The outcome of over-engineering is heartbreaking on so many levels. Not only is the product destroyed, but resources are wasted, careers are ruined, and egos get crushed, in this case needlessly. But worst of all, this disease goes on undiagnosed decimating project after project.
I know I will get lambasted for saying this, but I honestly see this most (not all, most) with devs coming from a specific discipline. One that mainly uses a technology that starts with J and ends with AVA, referred to as J*** from here on.
Consider the following diagram to better understand what I’m noticing.

As I said, this behavior appears to manifest itself mainly within the J*** community. It is already an established fact (if it isn’t, I’m establishing it now) that computer languages and the characters of the devs using them are tightly woven and intertwined. To know a dev is to know his languages.
Case and point, I indirectly got involved in a project that had been in the works for about 8 months already. The requirement was the classical multi-data-sources that needed a single merged view. The solution that was proposed and worked on by your friendly neighborhood J*** dev was a central data warehouse that collects data from many sources into a single Mega-DB. Then that DB would provide that data by merging it chronologically.
In 8 months, work on plug-ins that connect to many different kinds of sources and protocols was about 50% done (to my knowledge). The client was very unhappy, after all that time there wan nothing to show yet.

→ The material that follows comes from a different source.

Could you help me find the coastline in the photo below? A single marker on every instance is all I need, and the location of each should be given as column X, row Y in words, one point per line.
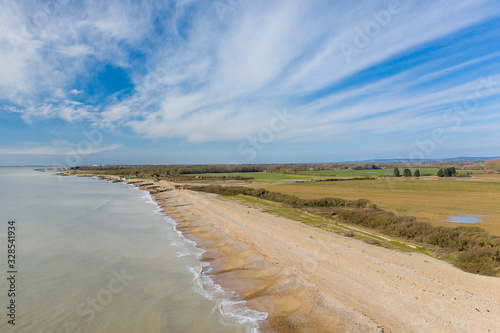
column 308, row 279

I cannot take credit for this one, so I must give credit where credit is due. Danny (our CEO) was asked to look at the problem and suggest a solution. Three (3) days later, the site was up and the client was pleased to see data flowing.
So how did he do it? the answer was RSS!
It was very easy for any data source to provide the data in XML. Not just any XML, but RSS XML. Then using any plain RSS aggregator, data would be merged chronologically. No Mega-DB to build and maintain, no periodical data dumps, no plug-ins, and almost no code involved at all.
We did spend some time fixing up a PHP RSS aggregator and adding a search facility, but the solution was dripping of simplicity and elegance, it was art.
I have no idea why all those protocols were used before, I don’t know why they didn’t ask for a standard form of data from all sources, or if a Mega-DB was actually part of the requirement. Maybe there was more to it than what I was told, but it remains an example in my mind of how devastating over-engineering is.
I would advise that you at least be aware of the possibility that you may be committing over-engineering at any time. And be brave enough to re-evaluate your decision (another Agile Software Development principle).